I Am Waiting (1957)

I Am Waiting (1957) is a violent love noir boxing and lonely youth alienation revenge seeker tale from the Japanese noir boom of the mid to late 1950s.

It is seeker and mood noir, with many a pose of a beautiful young man in peril and even more poses of the beautiful young suicidal chanteuse wanderer, who hang around the docks, most amazingly of all in the young hero's completely empty and almost abandoned bar restaurant.

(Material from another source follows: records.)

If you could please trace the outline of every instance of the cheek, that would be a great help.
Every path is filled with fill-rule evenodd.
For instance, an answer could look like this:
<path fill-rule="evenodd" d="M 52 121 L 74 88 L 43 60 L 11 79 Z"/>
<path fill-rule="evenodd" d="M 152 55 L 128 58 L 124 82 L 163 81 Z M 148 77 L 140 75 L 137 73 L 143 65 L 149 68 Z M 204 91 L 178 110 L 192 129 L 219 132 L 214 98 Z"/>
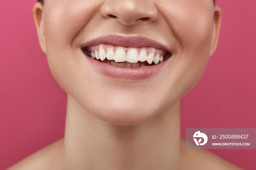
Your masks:
<path fill-rule="evenodd" d="M 64 86 L 69 86 L 65 80 L 72 79 L 79 71 L 74 39 L 95 15 L 100 1 L 45 1 L 44 22 L 48 62 L 53 76 L 64 90 Z"/>
<path fill-rule="evenodd" d="M 163 9 L 163 17 L 176 37 L 175 43 L 178 44 L 170 66 L 172 72 L 177 73 L 170 78 L 169 89 L 175 87 L 183 96 L 197 83 L 207 64 L 214 6 L 210 0 L 174 0 L 161 4 L 159 8 Z"/>

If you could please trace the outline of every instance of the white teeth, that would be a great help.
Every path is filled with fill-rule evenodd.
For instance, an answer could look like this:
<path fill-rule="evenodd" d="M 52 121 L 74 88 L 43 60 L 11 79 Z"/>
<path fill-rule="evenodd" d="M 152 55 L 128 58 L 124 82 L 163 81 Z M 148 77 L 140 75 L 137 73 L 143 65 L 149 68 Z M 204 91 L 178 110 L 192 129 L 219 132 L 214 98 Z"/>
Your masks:
<path fill-rule="evenodd" d="M 150 64 L 151 64 L 151 63 L 153 62 L 153 60 L 154 59 L 154 56 L 155 53 L 154 52 L 151 52 L 147 57 L 147 61 Z"/>
<path fill-rule="evenodd" d="M 99 58 L 101 61 L 103 61 L 106 58 L 106 52 L 102 47 L 99 47 Z"/>
<path fill-rule="evenodd" d="M 126 53 L 124 49 L 122 47 L 118 48 L 115 54 L 115 61 L 123 62 L 126 61 Z"/>
<path fill-rule="evenodd" d="M 125 65 L 124 66 L 124 67 L 132 67 L 132 63 L 129 63 L 129 62 L 125 62 L 124 63 L 125 63 Z"/>
<path fill-rule="evenodd" d="M 156 55 L 155 56 L 155 57 L 154 58 L 154 62 L 155 63 L 155 64 L 158 64 L 158 63 L 159 63 L 159 54 L 157 54 L 157 55 Z"/>
<path fill-rule="evenodd" d="M 99 59 L 99 52 L 97 51 L 95 51 L 95 57 L 97 60 Z"/>
<path fill-rule="evenodd" d="M 95 53 L 94 53 L 93 52 L 91 52 L 91 55 L 92 58 L 93 58 L 94 59 L 95 58 Z"/>
<path fill-rule="evenodd" d="M 139 61 L 139 55 L 137 50 L 131 48 L 128 51 L 126 56 L 126 61 L 132 63 L 137 63 Z"/>
<path fill-rule="evenodd" d="M 147 60 L 147 51 L 145 49 L 140 50 L 140 55 L 139 55 L 139 60 L 141 62 L 144 62 Z"/>
<path fill-rule="evenodd" d="M 114 60 L 115 59 L 115 54 L 114 53 L 113 48 L 109 48 L 107 52 L 107 59 Z"/>
<path fill-rule="evenodd" d="M 140 67 L 140 64 L 138 63 L 132 63 L 132 67 Z"/>
<path fill-rule="evenodd" d="M 162 55 L 161 55 L 159 58 L 159 62 L 163 62 L 163 56 Z"/>
<path fill-rule="evenodd" d="M 121 63 L 117 63 L 117 64 L 118 66 L 120 66 L 120 67 L 124 67 L 125 65 L 125 63 L 124 62 L 122 62 Z"/>
<path fill-rule="evenodd" d="M 149 64 L 151 64 L 153 62 L 155 64 L 157 64 L 163 61 L 163 55 L 160 56 L 158 54 L 155 56 L 154 52 L 151 52 L 147 56 L 147 51 L 144 48 L 140 50 L 139 55 L 138 55 L 136 48 L 130 48 L 127 55 L 125 51 L 122 47 L 117 48 L 115 54 L 112 47 L 108 49 L 106 54 L 104 48 L 100 47 L 98 51 L 95 51 L 94 52 L 89 52 L 88 55 L 90 55 L 93 59 L 96 58 L 98 60 L 100 59 L 101 61 L 104 60 L 106 58 L 108 60 L 114 61 L 109 61 L 109 62 L 107 63 L 108 64 L 126 67 L 136 67 L 147 65 L 147 64 L 142 64 L 140 65 L 138 63 L 139 61 L 142 62 L 147 61 Z"/>
<path fill-rule="evenodd" d="M 113 65 L 113 66 L 117 66 L 117 63 L 115 62 L 110 62 L 110 64 L 111 65 Z"/>

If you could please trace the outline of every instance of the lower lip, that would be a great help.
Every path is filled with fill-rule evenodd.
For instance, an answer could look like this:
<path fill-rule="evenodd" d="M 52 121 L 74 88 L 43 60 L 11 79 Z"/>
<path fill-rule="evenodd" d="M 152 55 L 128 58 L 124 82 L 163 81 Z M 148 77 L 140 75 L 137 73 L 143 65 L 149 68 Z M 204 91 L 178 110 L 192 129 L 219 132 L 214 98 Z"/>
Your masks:
<path fill-rule="evenodd" d="M 153 66 L 124 67 L 112 66 L 84 55 L 94 71 L 99 74 L 113 79 L 135 80 L 144 80 L 156 75 L 171 58 L 169 57 L 166 60 Z"/>

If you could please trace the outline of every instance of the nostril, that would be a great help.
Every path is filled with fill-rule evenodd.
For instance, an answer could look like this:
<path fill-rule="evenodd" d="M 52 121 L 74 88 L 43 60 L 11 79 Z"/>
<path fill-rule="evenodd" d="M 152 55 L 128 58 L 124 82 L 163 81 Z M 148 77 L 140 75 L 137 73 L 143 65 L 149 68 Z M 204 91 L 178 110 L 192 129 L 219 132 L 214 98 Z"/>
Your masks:
<path fill-rule="evenodd" d="M 116 16 L 115 16 L 114 15 L 112 15 L 112 14 L 108 15 L 108 16 L 110 18 L 116 18 L 117 17 Z"/>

This dive of a bar is only metres from the industrially smoky and noisy dock railway and likewise only metres from the water too, truly the most horrendous place to play any kind of trade.

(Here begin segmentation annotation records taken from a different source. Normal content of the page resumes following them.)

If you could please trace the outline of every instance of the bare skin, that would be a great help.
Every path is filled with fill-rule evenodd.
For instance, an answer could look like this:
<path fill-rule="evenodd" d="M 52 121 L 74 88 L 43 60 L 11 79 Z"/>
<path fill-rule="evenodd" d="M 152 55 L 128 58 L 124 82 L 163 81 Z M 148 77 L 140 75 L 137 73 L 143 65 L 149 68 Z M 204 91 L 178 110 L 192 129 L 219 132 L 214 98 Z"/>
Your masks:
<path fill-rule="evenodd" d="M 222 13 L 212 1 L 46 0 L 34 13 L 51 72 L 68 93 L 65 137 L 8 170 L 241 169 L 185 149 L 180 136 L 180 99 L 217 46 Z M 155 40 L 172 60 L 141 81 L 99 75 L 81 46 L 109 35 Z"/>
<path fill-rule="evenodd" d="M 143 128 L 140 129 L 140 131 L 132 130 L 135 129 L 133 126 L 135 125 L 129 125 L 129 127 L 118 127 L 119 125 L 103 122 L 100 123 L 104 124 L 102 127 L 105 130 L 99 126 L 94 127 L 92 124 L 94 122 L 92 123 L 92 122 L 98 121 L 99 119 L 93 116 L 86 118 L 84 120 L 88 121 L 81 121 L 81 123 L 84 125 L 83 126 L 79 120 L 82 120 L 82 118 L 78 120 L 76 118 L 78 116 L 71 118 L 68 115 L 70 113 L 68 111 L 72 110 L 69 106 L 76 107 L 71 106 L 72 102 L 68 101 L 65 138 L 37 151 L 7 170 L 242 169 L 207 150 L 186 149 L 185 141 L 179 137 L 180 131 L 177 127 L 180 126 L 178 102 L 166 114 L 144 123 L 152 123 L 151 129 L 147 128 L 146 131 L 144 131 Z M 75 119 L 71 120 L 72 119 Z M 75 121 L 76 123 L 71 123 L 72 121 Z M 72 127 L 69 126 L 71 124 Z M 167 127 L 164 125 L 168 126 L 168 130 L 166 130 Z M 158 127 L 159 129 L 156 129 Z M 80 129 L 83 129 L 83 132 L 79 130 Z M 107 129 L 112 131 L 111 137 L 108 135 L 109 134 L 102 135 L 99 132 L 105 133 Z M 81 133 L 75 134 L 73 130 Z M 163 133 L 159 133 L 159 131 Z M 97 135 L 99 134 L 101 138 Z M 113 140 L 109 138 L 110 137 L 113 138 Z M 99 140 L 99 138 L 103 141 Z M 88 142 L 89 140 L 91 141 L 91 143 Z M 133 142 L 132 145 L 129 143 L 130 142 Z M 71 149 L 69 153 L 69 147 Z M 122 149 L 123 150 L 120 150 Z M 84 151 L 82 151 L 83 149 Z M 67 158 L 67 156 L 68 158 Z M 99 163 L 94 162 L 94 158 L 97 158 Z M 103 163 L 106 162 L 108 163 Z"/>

This is where two broken young people converge and start to form a life, and where in best cinematic noir style, that love and that peace is broken by gangland ties. Further and amazingly, these ties tie the two young people tighter.

俺は待ってるぜ

They have one in the same nemesis for the gang boys who hang around more popular yet more sleazy pick-up bars are the young woman's tormentors and they seem to have something to do with the disappearance of the young boy's missing brother.

Noir fuel and mood, staring to the side, gliding to the swish of the slow jazz, there is not even any martial art in I Am Waiting (1957) because every trope is repeated from the USA (CIA) down to the boxing noir disaster trope, and the bar room punch up trope, sidled out of the Western and into film noir, and thence in this case to Japan.

俺は待ってるぜ

In a realm of Japanese cinema, there exists a narrative woven with the threads of noir, a tapestry of crime and passion, adorned with tropes and clichés spun to their utmost. Behold, a woeful beauty and a troubled hero entwined in a web of fate, their encounter fraught with complications born of circumstance. Interlopers, thugs of nefarious intent, intercede, while the shadows of the past cast their grim specter upon the present, lending depth to the tableau. 

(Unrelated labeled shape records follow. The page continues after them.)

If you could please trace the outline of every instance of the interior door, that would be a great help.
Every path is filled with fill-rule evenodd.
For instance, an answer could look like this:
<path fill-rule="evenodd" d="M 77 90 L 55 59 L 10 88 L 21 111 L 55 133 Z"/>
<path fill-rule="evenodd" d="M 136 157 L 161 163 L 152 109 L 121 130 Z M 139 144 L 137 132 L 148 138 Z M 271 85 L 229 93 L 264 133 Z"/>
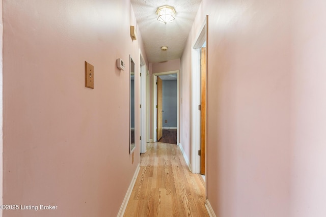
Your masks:
<path fill-rule="evenodd" d="M 201 49 L 201 127 L 200 127 L 200 173 L 205 173 L 206 152 L 206 47 Z"/>
<path fill-rule="evenodd" d="M 163 135 L 163 123 L 162 114 L 162 79 L 157 77 L 157 141 L 159 140 Z"/>

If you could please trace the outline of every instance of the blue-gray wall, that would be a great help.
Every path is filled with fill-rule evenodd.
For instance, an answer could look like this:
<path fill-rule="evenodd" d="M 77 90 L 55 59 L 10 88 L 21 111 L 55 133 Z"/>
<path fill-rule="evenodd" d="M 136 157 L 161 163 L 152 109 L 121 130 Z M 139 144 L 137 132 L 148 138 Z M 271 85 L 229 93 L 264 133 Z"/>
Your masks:
<path fill-rule="evenodd" d="M 163 80 L 162 82 L 163 127 L 177 127 L 177 85 L 176 80 Z M 168 121 L 166 123 L 165 120 Z"/>

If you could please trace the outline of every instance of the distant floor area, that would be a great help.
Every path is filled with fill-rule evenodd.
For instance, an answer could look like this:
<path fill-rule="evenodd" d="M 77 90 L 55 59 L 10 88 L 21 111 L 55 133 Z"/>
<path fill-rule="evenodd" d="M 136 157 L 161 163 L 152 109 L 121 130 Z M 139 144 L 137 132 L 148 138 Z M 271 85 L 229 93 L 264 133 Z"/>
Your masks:
<path fill-rule="evenodd" d="M 163 130 L 163 135 L 158 142 L 176 145 L 177 130 Z"/>

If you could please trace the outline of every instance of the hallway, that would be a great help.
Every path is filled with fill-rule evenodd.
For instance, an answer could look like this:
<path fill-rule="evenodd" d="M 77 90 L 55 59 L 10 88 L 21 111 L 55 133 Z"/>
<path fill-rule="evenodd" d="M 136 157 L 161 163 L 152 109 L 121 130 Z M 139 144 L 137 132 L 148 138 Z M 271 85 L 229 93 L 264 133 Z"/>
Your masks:
<path fill-rule="evenodd" d="M 125 216 L 208 216 L 204 183 L 190 172 L 178 146 L 148 143 L 141 161 Z"/>

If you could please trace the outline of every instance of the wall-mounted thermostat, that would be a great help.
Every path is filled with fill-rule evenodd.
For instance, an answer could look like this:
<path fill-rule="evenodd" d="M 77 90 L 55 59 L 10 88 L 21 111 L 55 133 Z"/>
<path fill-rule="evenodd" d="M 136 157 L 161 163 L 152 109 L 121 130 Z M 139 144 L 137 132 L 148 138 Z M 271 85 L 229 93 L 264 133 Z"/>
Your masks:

And amidst this chiaroscuro, a cast of ancillary characters imbue the scene with hues of vibrancy and vitality.




The mastery of Kurataro Takamura's lens, illuminating the screen oh so noir, with a fine lady noir battle seen which does entertain with its brilliance, does much to bolster the production, though the script at times lays bare its intentions with a lack of subtlety that is all the more attractive in its fantasy, because fantasy makes noir.

The thespians, too, ply their craft with skill, perhaps even excellence, yet find themselves constrained by the archetypes they inhabit, leaving scant room for true evolution.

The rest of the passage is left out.